In 1923, the Boy Scouts of America (BSA) opened the Charles L. Sommers Canoe Base in Ely, Minn., to provide deep-wilderness canoeing for youth participants.
It is located on the edge of the Boundary Waters Canoe Area Wilderness and adjacent to the Superior National Forest, along the North American/Canadian border.
The base has served as a “High Adventure” experience, and has continually challenged young men to experience the wild northern forests while canoeing in some of the most remote lakes and rivers in the lower 48 states.
Planning For Perfection
As attendance continued to grow over the years, a larger dining hall was needed at the base camp.
In 1956, a hall was constructed that would serve the BSA for more than 50 years. Over time, structural integrity, ongoing maintenance issues, and regulatory requirements drove the BSA to consider major improvements in dining-facility needs.
In 2008, the BSA budgeted for the construction of a new dining hall. Funding for the project was obtained over the next two years.

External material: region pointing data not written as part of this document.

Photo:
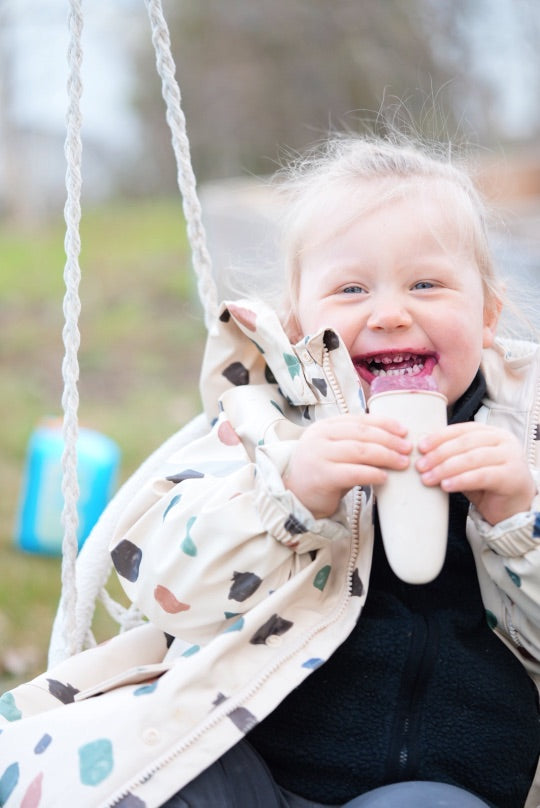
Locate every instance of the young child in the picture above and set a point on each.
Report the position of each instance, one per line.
(283, 662)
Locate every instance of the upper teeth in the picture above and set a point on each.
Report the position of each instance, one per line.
(398, 371)
(387, 360)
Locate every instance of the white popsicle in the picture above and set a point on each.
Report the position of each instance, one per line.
(413, 516)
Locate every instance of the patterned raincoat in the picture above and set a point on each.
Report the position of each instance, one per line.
(245, 591)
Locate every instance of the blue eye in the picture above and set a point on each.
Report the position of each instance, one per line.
(353, 289)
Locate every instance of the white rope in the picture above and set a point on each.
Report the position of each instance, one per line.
(75, 631)
(71, 336)
(202, 264)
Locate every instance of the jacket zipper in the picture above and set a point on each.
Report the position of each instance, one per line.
(229, 705)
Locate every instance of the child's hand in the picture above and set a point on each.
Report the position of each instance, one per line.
(335, 454)
(484, 463)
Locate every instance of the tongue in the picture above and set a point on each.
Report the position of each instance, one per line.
(382, 384)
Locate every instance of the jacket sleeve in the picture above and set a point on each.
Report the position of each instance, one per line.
(215, 532)
(508, 553)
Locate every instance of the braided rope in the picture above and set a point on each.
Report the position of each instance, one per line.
(74, 637)
(202, 264)
(70, 334)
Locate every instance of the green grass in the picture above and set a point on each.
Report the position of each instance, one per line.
(142, 338)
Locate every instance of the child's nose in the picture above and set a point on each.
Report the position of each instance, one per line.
(388, 314)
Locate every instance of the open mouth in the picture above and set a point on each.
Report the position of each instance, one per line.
(394, 363)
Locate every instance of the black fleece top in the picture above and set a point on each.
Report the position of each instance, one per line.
(421, 690)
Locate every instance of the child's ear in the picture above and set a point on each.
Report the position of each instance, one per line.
(492, 311)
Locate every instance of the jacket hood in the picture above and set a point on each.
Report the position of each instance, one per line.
(247, 345)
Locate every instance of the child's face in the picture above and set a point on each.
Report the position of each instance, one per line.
(402, 288)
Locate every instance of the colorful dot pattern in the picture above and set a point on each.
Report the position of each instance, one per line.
(297, 390)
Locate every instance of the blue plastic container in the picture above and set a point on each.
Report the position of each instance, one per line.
(39, 524)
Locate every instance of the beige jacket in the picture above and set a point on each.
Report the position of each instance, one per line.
(255, 591)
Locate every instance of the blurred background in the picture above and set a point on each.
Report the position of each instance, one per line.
(259, 81)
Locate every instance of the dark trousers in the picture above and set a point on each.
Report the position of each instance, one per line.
(241, 779)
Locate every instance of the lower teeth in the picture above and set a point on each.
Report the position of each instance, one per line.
(409, 371)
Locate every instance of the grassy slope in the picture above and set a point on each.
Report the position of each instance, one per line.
(141, 346)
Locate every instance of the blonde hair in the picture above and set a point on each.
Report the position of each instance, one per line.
(343, 164)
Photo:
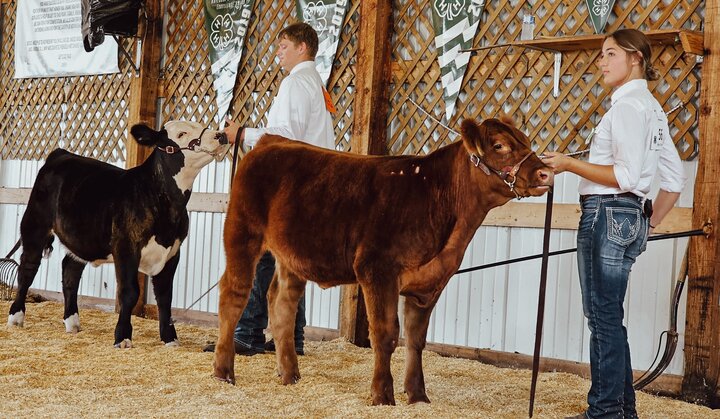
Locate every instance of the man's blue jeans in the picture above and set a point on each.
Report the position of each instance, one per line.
(250, 330)
(613, 232)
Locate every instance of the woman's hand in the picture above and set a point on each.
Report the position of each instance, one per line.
(231, 130)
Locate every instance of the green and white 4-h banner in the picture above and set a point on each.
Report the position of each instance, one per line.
(599, 11)
(326, 17)
(455, 23)
(226, 22)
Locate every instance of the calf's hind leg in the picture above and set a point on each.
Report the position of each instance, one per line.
(283, 297)
(416, 323)
(381, 303)
(72, 272)
(243, 251)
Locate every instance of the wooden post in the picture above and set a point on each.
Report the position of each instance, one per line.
(702, 330)
(369, 134)
(143, 103)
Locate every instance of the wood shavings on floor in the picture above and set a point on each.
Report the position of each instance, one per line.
(47, 372)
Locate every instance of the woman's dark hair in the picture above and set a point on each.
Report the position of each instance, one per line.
(301, 32)
(633, 41)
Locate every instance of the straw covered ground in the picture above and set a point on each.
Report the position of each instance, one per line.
(47, 372)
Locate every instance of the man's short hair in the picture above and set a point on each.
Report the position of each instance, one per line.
(301, 32)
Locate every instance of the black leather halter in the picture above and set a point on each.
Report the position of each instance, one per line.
(507, 172)
(191, 145)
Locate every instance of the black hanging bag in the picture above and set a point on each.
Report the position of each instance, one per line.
(115, 17)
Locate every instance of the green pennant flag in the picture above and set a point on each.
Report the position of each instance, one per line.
(455, 23)
(226, 22)
(599, 12)
(326, 17)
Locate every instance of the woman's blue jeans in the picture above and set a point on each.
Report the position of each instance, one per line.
(613, 232)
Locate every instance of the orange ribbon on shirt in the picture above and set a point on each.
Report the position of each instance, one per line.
(328, 101)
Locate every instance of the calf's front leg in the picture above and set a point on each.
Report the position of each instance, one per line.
(162, 287)
(126, 272)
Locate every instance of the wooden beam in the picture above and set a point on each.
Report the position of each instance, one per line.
(371, 103)
(581, 42)
(369, 134)
(702, 326)
(143, 101)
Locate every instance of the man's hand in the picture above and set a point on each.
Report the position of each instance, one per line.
(557, 161)
(231, 130)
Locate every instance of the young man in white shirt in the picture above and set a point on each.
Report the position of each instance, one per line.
(301, 111)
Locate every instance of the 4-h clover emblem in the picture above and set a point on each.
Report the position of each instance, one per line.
(315, 14)
(221, 31)
(449, 9)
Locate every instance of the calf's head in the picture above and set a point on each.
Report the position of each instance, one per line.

As the design development progressed, the organization pursued a multifunctional approach for the new facility. Not only would the replacement dining hall address food delivery, it would contain a trading post as well as conference facilities.
The facility has been named the Sandy Bridges Dining Hall and Conference Center to commemorate a past general manager of the base who instilled much goodwill within the local community and among countless boys and volunteers.
The main entrance into the base also was redesigned to accommodate and complement the new building and its views of Moose Lake.
Visitors are greeted by a lodge-style facility adorned with classic northern Minnesota lodge details–exposed cedar trusses, fiber cement siding, and decorative stone accents–all of which were selected for their durability.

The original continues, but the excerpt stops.